IDaids supporting identification of the introduced box tree moth

In May of this year, USDA confirmed the presence of box tree moths in the U.S. The pests likely hitchhiked here via infested plant material imported from an Ontario, Canada nursery. APHIS has initiated an emergency response including a Federal Order halting host material from crossing the border pending risk analysis.

Native to East Asia, the box tree moth has been spreading across Europe and surrounding regions since its introduction there in 2006. In 2018, the moth was confirmed in Canada, marking the first record of its presence in North America. Studies suggest these moths are strong fliers, but their rapid expansion is largely due to human activities, such as the movement of host plants.

Box trees or boxwood (Buxus spp.) are the moth’s preferred host, hence its common name. Boxwood is an economically important and popular ornamental evergreen that grows well in many regions. It’s used in wood products (e.g., instruments) and in many residential and professional gardens. For instance, the U.S National Arboretum showcases over 180 types of boxwood in its gardens, which is the most complete collection of temperate boxwood in the world. Box tree moths have also been recorded attacking other plants including holly (Ilex sp.), burning bush and Japanese spindletree (Euonymus spp.), ash (Fraxinus sp.), and maple (Acer sp.), among others.

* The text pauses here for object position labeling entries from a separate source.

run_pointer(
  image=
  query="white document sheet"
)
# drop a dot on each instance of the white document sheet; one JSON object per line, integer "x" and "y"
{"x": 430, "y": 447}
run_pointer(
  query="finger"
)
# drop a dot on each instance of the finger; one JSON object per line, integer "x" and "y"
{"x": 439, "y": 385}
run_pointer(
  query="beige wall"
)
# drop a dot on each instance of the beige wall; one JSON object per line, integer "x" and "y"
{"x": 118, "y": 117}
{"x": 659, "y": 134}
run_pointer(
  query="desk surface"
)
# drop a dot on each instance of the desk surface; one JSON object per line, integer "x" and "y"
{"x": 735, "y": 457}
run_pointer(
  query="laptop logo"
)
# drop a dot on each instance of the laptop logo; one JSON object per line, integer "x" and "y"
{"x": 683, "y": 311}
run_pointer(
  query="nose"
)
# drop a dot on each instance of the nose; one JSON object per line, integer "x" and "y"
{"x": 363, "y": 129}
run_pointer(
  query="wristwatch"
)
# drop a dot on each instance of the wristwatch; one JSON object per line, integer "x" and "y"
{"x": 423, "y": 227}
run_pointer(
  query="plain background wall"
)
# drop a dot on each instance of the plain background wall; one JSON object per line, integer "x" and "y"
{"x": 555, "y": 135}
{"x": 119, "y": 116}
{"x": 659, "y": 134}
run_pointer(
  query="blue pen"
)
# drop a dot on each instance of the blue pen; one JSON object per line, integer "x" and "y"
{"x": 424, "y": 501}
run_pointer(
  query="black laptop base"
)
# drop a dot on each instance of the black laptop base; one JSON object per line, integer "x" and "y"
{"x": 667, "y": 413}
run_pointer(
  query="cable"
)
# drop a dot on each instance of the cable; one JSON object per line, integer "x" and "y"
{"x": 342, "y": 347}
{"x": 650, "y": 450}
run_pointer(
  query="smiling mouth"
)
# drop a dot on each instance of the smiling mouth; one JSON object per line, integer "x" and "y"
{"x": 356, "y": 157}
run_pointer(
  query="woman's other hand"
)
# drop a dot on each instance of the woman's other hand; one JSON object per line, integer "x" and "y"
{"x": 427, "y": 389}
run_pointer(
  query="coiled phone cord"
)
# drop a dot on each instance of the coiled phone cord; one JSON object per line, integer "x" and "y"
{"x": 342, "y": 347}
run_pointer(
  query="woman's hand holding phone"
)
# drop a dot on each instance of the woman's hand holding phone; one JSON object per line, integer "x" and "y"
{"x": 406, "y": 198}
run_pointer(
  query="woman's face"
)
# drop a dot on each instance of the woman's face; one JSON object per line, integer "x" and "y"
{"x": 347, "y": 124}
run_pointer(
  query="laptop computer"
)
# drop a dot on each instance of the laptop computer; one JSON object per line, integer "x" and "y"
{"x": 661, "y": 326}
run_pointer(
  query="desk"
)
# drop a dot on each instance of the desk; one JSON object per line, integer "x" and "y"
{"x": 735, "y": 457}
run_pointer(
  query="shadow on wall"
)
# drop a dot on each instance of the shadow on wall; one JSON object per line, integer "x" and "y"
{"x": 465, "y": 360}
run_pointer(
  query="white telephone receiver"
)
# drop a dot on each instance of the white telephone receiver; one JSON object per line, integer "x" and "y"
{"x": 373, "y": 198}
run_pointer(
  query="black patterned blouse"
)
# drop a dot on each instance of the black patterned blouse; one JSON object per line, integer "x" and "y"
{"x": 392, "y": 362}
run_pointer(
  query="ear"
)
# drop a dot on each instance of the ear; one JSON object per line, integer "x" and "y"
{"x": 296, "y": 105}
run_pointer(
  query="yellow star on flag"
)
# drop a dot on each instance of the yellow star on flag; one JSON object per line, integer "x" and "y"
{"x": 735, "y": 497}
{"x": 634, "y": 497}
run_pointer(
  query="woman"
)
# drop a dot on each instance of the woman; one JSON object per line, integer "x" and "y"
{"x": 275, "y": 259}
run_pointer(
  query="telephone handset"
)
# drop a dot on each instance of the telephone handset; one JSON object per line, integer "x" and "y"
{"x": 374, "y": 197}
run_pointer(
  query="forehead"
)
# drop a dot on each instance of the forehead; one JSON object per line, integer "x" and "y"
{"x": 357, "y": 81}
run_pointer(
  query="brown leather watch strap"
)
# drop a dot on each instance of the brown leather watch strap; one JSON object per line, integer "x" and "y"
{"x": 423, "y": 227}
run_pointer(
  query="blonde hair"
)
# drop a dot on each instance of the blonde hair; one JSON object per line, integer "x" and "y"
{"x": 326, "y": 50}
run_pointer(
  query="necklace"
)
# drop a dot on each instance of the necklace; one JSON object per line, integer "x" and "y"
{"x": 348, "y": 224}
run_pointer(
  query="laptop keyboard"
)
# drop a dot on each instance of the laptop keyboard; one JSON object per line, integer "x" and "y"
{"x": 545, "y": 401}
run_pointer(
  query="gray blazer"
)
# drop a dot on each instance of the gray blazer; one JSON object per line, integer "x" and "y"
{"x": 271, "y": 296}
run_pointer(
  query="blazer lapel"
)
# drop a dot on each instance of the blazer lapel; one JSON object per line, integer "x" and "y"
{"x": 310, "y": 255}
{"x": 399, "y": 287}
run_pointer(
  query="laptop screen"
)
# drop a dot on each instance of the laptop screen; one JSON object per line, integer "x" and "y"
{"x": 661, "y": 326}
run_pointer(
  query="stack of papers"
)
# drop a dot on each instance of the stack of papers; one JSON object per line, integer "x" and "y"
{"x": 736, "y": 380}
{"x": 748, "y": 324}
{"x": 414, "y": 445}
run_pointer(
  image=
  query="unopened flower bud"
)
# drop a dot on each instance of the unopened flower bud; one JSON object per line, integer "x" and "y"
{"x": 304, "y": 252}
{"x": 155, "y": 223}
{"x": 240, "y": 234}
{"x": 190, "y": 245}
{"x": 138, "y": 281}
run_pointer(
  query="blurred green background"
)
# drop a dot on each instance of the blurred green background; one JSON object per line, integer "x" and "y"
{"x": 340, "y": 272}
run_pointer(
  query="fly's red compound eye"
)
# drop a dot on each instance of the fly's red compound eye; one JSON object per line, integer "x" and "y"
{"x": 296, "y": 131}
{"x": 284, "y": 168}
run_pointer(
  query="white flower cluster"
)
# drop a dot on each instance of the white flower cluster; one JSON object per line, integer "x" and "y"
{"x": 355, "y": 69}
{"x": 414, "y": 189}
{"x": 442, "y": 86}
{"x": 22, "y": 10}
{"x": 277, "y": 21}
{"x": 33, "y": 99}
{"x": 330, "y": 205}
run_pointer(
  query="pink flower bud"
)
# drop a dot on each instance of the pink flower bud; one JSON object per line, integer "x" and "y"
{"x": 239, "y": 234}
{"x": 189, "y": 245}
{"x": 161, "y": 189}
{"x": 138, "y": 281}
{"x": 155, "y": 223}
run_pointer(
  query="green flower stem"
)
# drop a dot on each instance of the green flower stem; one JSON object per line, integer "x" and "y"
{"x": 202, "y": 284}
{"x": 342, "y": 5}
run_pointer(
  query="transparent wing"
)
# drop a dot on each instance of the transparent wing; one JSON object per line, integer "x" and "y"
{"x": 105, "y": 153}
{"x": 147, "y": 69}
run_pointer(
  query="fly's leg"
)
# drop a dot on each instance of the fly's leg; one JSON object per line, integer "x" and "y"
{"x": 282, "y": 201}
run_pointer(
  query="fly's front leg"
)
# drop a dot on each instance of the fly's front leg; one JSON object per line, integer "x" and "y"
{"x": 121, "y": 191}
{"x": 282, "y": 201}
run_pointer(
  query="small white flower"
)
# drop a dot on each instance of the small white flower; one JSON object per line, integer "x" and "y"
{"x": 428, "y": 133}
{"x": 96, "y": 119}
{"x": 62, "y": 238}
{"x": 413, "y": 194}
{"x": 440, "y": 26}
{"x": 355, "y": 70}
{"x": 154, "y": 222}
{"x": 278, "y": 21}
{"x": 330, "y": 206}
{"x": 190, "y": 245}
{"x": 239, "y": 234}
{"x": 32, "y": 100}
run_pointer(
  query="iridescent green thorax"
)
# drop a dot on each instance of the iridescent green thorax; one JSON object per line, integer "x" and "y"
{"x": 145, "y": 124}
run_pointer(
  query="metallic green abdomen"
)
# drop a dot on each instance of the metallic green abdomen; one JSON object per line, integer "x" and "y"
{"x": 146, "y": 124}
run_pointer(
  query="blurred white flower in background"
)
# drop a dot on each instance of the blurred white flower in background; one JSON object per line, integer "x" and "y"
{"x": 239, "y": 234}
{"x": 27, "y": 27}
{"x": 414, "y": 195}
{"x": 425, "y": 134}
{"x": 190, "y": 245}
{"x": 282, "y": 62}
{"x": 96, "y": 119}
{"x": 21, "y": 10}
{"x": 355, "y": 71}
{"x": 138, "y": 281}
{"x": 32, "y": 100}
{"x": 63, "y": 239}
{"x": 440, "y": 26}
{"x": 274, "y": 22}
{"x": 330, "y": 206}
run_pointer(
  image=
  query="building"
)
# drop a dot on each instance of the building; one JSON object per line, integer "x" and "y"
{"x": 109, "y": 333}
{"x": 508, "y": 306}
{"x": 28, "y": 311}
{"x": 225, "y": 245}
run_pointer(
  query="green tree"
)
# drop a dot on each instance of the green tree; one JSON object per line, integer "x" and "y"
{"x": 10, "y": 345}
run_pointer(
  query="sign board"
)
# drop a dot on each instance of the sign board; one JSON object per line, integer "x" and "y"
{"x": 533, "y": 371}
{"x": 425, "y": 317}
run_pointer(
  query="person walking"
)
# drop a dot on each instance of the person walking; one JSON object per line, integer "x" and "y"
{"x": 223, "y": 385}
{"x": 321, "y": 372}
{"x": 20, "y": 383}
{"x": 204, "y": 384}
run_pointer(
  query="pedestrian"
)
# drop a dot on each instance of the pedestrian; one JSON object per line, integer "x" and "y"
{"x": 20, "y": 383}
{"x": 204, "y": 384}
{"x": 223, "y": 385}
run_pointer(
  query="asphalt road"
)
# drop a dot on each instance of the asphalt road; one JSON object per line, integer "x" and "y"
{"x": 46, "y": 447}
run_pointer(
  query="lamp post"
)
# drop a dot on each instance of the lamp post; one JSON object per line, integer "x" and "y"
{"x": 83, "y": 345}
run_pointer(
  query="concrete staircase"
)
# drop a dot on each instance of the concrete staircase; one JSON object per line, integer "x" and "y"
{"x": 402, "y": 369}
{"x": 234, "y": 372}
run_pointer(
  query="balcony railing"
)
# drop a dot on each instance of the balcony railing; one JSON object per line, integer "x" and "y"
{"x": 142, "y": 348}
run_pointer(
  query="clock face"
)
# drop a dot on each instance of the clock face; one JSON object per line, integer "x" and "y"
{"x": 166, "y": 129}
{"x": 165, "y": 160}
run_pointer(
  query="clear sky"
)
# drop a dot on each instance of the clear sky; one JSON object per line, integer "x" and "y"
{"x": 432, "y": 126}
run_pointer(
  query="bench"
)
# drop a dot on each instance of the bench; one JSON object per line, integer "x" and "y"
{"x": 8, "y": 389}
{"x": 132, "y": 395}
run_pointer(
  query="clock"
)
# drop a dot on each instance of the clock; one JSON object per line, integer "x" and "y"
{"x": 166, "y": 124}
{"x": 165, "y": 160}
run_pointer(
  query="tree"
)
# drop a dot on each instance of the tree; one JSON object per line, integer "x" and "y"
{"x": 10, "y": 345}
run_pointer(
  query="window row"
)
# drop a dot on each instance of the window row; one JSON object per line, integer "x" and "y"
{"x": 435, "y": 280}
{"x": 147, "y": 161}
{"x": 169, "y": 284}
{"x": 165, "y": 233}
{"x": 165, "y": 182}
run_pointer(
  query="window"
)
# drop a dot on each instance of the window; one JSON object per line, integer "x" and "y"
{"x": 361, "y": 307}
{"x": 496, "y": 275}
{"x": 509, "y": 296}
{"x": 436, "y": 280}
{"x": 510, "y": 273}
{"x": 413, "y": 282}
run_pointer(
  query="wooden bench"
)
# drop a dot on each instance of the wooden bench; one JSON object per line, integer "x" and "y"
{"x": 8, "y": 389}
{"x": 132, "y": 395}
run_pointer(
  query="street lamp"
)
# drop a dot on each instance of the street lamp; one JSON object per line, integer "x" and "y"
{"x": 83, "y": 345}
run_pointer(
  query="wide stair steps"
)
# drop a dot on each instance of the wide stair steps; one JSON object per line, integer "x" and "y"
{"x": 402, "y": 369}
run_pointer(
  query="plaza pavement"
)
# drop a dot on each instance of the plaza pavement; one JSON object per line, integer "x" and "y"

Adult box tree moths occur in both light (white and brown) and dark (all brown or grayish) color forms, though the light form is more typical. The caterpillar goes through six instars before it enters metamorphosis, and depending on the local climate, a population could produce up to five generations a year. The eggs and early instars are fairly inconspicuous, so watching for early indicators such as frass and/or webbing may be easier ways to detect a potential infestation. Mid to late instars are green and yellow with distinctive black stripes and spots that are outlined in white. Larvae feed on the leaves until a host is defoliated, then they consume the bark, causing girdling and eventual host death.

Here is a set of resources supporting identification of this pest to help protect America’s boxwoods.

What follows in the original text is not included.